Recently my attention has been drawn to the Dutch news website www.en.nl. Wilbert Baan, interaction designer for the Dutch newspaper de Volkskrant, told me he wants to see “what we can do with news, social networks, wikis and more.
“I think you might like the experiment we are doing,” he wrote.
And bloody hell was he right.
The first thing that strikes you about the site is the bar chart across the top of the page, replacing the traditional masthead. This is a newsriver:
Down the outside column is a list of articles from the past hour:
That’s culture shift number 1.
At the bottom of the page you will find recent images, social bookmark sites, most commented articles from the past 24 hours, most important and most viewed.
Culture shift number 2 is the list of incoming links to this article – something built into the very fabric of blogs (pingback) but so far either anathema to mainstream publishers (“send our readers elsewhere?”), or difficult with current content management systems.
And with one simple move the site demonstrates it’s part of the conversation.
The ‘most important’ list is also worth looking at. How did they decide what was “most important?” I asked.
“We are using around ten variables to decide what’s important news. The variables we’re using right now are pageviews, visits from external websites, unique referrers to an article, comments, votes (4 options) and the press agency urgency variable (3 options; normal, high, very high).
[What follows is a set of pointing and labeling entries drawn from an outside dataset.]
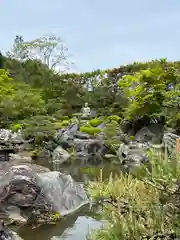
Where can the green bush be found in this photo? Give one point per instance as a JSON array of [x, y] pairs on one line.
[[114, 118], [95, 122], [90, 130], [15, 127], [142, 207]]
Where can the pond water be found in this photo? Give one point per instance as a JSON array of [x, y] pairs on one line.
[[79, 224]]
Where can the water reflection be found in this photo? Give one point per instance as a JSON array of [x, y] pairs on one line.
[[77, 225]]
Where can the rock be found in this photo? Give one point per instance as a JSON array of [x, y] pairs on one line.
[[22, 187], [20, 158], [152, 133], [14, 215], [133, 154], [81, 135], [8, 136], [7, 234], [86, 147], [60, 155]]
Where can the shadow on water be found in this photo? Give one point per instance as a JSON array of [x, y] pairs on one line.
[[77, 225]]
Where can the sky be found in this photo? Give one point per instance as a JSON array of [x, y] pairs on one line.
[[99, 34]]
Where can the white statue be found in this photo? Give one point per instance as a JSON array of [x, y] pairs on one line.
[[86, 111]]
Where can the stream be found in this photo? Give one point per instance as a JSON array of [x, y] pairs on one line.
[[78, 225]]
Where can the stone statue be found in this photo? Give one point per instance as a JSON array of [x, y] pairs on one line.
[[86, 111]]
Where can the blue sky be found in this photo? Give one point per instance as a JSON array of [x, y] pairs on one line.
[[99, 33]]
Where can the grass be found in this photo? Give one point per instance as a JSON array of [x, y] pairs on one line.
[[142, 207]]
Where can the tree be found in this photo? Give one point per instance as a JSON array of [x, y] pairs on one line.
[[19, 50], [50, 50]]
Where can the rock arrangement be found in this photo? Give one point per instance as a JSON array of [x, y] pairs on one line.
[[131, 152]]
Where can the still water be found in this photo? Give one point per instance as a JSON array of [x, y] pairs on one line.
[[78, 225]]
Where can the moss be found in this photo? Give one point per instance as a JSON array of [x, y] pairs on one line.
[[90, 130], [95, 122], [61, 124], [115, 118], [15, 127]]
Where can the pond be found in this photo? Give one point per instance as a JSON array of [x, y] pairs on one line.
[[79, 224]]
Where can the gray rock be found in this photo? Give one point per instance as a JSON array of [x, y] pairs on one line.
[[20, 186], [60, 155], [7, 234], [133, 154]]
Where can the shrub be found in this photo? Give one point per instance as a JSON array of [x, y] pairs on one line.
[[145, 207], [90, 130], [95, 122], [114, 118]]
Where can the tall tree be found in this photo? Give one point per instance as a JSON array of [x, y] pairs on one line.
[[19, 50], [51, 50]]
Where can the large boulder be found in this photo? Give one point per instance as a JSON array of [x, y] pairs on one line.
[[24, 188], [87, 148], [7, 234], [133, 155]]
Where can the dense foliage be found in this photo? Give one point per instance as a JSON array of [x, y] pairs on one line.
[[29, 86]]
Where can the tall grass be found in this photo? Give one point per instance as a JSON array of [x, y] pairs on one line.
[[147, 204]]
“By showing it next to the most viewed we can easily see how it works and adjust the settings to make it better. It’s not perfect yet, but it already works remarkably well.
“We could extend this even further (tags, edits, tag removals) or skip some. All the variables are connected to points, we can set a default amount of points to a variable and define or redefine the value for the website.
“We also made a tag sniffer at http://www.skitch.com/wilbertbaan/8733/en-tag-sniffing – it scans the text on certain names and auto tags the article.”
Wilbert’s next step is building a community that can contribute to make this website better with ideas or criticism. The newspaper is already conducting a conversation with readers on a NING social network where users can contribute new ideas and discuss the website (in Dutch), but clearly this is just the start.
“For example we could connect a popular social network to the website and use what your network reads to alter the presentation of the news. Or make section pages, or a frontpage?
And all this is possible because of a Holovaty-esque focus on the power of databases.
“The most important object is the database,” he writes on his blog. “We designed the database from a view that almost everything is possible with the data. We store a lot of information that might be valuable in the future. This allows us to experiment freely with the design and think up new features. The database is the most valuable asset of a news organization.”
And this means they can do “Almost everything. We can make mash-ups, feeds, aggregated pages. Hook in to social networks, extend the wiki functionality, and more. Technically everything is possible.”
Keep an eye on this one.
UPDATE: Wilbert writes: “We have added feeds for every tag, latest news and breaking news. We have also added a personal feed that can be created by selecting the tags you like or don’t like. Very rudimentary, but it is a first experiment with personalization (My feed: http://en.nl/en/my_rss.php?editorId=3) and you can take it anywhere you want.
“With these feeds we are encouraging developers to experiment with news sorting and make their own interface or mash-up.”